Debra Moore’s art is like something out of a fairytale: a glittering landscape of eerily beautiful flowers, fungi, and fruit hanging from mossy branches. Aside from a slight gleam in the light, nothing gives it away as unnatural but its utter perfection.

Moore gives each tiny detail of her blown glass plant life her full attention. Step in to look closely at a flower petal and you’ll see a unique pattern of veins. In the center, minute individual grains of pollen stand out. This quality craftsmanship is what makes her work special, but the contrast of such a fragile material and the tenacity of nature are what give it its power.

The Seattle-based artist sees her sculptures as rooted in nature, but not quite bound by it. Orchids are her signature creation, and they’re perpetually crystallized in perfect bloom, not a petal out of place. Other works include magnolias and wisteria, but it’s the dazzling alien form of the orchid that seems to inspire her again and again. Moore depicts them in many of their usual variations, hanging from wires or sprouting from unrelated trees like majestic parasites.

I utilize the medium of glass to translate the breath-taking grandeur and delicate fragility of the natural world into a unique sculptural interpretation,” Moore says. “The intricate structure of living things and how they thrive in harmony with each other is explored in my reflection of orchids and other botanical studies. The astounding variety within the orchid family provides endless opportunities for artistic expression with their vibrancy of color and elegance of form. The necessity of the blooms to bond with a strong, stable host — an interdependence that nurtures and sustains both is a metaphor of the human condition in its tenuous and essential relationship with the earth.”

“Within each work, glass is used like paint to achieve depth of color. The material’s inherent ability to transmit and reflect light, as well as its variations from transparency to opacity, lends itself perfectly to achieve desired textures and surfaces. By combining new techniques with traditional glass-blowing skills, and a passionate attention to form and detail, these pieces express my vision of an exotic environment; one that is rooted in reality but springs from the imagination.”

A graduate of Seattle’s Pratt Fine Arts Center and the renowned Pilchuck Glass School, Moore was among the first women to break into the male-dominated world of fine art glassblowing, and she’s known for the clever techniques that help her support the weight of all that glass on delicate branches. She even went as far as to work with a structural engineer and study the math that would be required to expand her smaller structures into full-scale trees.

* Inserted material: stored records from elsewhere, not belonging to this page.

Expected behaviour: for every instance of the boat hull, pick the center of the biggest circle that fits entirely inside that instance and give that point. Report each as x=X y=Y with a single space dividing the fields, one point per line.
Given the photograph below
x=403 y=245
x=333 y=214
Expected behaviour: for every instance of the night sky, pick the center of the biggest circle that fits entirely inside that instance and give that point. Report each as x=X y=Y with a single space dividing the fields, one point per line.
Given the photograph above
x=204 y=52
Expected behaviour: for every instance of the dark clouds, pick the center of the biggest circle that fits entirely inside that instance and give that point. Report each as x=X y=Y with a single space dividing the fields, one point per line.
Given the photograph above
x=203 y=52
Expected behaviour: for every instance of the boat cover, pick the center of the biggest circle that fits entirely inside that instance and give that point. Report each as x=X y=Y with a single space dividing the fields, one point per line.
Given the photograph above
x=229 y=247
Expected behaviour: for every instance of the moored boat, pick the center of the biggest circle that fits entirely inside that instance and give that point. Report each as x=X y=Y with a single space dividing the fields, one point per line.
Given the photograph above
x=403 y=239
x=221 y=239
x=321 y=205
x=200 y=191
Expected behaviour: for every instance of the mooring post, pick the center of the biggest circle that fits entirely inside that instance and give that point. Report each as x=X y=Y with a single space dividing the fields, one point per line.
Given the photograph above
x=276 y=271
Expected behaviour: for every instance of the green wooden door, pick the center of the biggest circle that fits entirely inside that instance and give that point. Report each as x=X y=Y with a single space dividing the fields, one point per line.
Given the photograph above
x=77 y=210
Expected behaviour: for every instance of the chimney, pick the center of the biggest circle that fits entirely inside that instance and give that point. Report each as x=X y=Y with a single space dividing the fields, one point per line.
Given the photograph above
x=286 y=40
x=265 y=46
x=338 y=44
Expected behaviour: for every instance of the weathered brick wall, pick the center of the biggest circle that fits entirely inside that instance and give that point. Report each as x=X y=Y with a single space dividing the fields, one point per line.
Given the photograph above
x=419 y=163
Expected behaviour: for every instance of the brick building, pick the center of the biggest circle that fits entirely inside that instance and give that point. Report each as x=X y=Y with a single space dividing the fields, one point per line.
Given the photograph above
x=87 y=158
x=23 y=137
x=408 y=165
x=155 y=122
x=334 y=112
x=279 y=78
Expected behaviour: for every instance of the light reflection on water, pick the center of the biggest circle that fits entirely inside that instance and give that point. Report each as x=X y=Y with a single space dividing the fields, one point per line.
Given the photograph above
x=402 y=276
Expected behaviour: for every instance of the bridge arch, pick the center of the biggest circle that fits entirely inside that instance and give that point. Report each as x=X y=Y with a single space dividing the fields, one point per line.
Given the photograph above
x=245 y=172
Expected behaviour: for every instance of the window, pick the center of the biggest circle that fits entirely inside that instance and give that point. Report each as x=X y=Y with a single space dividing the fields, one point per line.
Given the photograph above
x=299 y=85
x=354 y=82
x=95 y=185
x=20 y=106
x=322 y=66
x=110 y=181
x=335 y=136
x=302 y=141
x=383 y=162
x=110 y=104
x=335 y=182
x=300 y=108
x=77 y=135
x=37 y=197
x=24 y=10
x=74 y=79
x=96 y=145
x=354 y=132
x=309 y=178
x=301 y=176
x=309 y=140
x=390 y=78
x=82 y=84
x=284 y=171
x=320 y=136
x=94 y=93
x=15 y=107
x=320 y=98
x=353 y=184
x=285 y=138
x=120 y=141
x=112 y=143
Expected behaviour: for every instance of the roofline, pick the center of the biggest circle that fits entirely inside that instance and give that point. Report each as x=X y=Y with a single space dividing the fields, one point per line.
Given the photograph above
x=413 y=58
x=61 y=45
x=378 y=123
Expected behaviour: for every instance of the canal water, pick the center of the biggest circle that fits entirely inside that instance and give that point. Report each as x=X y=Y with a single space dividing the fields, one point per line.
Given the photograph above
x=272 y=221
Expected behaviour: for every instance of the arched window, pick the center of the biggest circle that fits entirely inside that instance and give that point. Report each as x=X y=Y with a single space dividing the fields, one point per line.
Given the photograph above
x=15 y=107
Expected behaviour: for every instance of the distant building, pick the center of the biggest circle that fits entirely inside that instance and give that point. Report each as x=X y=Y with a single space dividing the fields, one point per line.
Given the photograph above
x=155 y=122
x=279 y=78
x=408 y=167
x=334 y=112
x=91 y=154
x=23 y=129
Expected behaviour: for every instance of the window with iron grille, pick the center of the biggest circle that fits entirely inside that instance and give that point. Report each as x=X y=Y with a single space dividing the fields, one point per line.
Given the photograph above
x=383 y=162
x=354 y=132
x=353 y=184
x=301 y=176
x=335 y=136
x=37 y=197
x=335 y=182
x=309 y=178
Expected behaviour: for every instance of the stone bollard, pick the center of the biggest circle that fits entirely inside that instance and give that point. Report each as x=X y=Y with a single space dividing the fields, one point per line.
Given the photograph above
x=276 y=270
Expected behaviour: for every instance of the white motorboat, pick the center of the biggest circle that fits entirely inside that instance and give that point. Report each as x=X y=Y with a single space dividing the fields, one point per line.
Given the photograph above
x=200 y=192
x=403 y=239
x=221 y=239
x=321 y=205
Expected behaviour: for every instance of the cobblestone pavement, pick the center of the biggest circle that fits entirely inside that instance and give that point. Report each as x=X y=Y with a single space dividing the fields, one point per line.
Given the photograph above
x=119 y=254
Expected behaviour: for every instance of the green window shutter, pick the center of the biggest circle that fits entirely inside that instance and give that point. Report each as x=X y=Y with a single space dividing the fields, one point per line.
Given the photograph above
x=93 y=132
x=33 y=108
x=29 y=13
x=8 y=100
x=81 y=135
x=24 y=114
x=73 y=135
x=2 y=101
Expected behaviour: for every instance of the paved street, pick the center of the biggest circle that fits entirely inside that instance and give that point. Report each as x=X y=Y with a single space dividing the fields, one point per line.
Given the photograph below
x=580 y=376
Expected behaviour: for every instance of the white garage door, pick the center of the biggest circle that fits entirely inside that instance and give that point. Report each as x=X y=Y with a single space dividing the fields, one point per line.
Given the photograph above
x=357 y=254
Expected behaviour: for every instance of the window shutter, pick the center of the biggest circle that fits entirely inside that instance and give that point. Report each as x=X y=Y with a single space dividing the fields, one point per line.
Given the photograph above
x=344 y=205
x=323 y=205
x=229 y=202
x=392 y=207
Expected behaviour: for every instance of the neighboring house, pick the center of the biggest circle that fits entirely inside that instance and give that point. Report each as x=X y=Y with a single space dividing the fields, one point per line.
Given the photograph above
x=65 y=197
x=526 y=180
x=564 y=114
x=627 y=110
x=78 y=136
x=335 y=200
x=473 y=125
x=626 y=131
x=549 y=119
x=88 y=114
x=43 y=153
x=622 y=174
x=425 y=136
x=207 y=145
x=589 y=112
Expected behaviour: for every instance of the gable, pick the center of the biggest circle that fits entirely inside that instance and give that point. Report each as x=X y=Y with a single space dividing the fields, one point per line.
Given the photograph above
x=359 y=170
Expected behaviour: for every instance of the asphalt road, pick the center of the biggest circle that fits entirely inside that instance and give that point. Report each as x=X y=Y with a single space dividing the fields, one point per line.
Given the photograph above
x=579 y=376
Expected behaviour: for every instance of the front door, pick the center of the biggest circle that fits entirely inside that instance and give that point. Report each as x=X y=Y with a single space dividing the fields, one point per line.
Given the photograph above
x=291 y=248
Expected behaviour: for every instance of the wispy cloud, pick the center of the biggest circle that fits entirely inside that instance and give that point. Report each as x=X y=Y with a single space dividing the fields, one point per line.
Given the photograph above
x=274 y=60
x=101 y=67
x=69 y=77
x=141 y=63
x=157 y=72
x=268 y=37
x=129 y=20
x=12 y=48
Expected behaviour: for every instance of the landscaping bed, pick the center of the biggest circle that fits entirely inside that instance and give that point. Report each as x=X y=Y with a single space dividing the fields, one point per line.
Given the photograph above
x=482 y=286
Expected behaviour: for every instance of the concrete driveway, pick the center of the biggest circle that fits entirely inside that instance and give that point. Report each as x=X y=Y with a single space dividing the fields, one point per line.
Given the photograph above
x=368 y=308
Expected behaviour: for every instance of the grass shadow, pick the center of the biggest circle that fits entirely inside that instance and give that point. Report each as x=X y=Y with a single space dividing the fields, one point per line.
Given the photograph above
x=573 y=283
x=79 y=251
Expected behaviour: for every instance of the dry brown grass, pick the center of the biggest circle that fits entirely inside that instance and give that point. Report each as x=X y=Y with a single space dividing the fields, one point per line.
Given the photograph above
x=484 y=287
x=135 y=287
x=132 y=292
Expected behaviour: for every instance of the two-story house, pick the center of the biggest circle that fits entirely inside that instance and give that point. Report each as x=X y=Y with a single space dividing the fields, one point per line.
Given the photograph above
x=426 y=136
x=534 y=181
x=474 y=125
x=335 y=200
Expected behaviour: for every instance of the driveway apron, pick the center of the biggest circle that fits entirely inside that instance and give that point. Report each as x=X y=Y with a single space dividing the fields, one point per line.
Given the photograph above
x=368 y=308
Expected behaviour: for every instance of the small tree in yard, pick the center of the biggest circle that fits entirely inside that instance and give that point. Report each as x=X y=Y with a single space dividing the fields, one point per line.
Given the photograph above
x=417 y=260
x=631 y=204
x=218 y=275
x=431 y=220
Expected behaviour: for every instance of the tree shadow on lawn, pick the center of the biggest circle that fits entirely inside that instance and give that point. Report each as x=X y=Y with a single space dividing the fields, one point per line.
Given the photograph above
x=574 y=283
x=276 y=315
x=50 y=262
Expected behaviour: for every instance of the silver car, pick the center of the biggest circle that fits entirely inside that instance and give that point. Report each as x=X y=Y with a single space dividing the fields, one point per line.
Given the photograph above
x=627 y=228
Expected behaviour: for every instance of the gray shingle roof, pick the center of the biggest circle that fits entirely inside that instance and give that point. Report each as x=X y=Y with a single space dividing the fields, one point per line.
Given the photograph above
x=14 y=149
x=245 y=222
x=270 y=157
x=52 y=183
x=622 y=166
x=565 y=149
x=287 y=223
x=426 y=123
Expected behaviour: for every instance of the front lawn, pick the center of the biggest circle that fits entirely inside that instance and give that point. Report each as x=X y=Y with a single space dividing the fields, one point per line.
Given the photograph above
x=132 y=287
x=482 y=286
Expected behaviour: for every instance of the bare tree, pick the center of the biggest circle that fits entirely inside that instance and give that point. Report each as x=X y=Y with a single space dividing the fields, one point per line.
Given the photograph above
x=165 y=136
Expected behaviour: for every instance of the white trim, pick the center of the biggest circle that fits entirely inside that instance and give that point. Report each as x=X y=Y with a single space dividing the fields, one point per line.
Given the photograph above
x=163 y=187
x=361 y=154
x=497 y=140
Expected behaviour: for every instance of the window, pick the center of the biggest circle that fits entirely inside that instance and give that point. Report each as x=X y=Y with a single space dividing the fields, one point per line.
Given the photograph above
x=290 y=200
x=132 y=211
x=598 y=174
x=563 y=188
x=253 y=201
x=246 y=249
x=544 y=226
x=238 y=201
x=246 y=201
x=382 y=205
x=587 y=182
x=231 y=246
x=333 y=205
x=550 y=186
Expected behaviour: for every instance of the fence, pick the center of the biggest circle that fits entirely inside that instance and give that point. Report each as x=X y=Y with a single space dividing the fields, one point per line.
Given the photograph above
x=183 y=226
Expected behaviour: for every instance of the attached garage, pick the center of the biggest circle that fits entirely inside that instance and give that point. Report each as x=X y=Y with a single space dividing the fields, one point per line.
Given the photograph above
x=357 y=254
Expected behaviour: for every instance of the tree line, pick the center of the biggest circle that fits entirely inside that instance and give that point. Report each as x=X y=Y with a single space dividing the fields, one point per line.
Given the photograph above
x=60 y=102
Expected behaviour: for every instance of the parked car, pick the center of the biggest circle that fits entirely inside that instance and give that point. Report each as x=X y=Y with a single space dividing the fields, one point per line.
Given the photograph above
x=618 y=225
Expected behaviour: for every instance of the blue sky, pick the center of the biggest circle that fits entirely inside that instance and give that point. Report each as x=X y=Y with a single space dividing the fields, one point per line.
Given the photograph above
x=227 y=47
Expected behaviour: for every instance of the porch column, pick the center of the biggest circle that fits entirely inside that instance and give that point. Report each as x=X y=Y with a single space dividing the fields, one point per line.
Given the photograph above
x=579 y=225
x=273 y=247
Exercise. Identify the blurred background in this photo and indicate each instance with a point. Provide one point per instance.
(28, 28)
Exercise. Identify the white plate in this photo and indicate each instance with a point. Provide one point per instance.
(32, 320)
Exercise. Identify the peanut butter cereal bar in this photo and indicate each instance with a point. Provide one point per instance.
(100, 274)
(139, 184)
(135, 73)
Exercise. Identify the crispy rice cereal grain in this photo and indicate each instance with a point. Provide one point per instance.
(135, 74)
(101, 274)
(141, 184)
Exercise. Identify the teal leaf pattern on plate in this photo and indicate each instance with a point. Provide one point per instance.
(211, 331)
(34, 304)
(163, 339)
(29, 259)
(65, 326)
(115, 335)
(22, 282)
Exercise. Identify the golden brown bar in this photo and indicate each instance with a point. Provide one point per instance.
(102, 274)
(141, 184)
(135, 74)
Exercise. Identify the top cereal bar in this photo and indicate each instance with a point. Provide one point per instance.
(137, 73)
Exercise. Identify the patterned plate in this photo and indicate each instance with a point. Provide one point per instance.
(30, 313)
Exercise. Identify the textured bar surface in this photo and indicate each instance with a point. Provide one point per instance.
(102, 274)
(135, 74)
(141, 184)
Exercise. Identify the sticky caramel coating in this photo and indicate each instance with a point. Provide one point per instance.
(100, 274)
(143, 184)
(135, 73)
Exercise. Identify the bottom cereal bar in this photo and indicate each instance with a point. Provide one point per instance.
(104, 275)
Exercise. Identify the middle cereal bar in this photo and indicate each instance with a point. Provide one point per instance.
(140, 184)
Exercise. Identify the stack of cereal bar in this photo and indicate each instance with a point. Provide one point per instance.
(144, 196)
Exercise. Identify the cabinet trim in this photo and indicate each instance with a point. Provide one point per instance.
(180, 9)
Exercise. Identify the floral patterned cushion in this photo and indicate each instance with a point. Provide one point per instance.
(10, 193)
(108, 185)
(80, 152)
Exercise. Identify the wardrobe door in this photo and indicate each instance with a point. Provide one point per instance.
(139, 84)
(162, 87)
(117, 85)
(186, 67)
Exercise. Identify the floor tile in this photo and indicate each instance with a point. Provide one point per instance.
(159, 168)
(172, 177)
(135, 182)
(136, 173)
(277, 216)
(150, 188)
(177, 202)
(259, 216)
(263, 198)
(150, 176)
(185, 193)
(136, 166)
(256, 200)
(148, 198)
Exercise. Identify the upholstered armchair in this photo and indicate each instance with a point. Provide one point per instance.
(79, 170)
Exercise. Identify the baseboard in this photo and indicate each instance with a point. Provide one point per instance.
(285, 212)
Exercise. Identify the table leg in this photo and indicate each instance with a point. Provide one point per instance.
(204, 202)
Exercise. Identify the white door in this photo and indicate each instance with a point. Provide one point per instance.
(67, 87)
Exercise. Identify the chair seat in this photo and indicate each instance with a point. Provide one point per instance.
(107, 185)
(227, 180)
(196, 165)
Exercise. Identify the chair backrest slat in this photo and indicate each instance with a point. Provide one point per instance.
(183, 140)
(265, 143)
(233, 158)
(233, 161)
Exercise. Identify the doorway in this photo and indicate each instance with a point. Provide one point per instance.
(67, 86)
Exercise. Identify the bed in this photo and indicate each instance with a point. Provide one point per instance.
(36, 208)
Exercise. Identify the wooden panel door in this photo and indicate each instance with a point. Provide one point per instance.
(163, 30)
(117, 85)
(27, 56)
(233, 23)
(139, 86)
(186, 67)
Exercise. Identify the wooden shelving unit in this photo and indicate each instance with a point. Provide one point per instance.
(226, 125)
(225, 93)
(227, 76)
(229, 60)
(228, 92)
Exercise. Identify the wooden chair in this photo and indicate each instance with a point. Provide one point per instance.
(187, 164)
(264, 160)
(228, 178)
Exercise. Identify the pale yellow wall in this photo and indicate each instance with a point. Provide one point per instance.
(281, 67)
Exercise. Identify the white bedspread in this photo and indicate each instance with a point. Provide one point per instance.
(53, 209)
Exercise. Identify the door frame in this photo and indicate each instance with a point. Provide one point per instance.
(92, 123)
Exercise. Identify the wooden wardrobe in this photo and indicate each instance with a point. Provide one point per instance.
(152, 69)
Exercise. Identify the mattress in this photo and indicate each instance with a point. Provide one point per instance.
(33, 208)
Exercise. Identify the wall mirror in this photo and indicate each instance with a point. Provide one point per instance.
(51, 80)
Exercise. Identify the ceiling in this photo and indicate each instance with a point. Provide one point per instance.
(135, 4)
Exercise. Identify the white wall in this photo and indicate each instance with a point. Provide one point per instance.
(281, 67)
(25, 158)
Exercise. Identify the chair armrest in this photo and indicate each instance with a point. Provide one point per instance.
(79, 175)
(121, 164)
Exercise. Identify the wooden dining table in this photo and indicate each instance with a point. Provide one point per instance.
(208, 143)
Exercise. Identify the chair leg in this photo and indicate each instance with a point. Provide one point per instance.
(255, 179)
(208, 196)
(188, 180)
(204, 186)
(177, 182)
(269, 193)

The learning process didn’t come without a few devastating mistakes, unfortunately. At one point, her first tree (a winter plum) fell to the ground and crashed in the home studio she shares with her husband, a fellow glass artist. But Moore also discovered a secret way to hold things together: faux moss made of a granular glass called “frit,” which she crafts into a sort of glue inspired by liquid latex special effects makeup.

Ultimately, it took her two years to complete her imaginary forest called “Arboria,” which was displayed at the Tacoma Art Museum between January 2019 and January 2020, but the results were well worth the wait.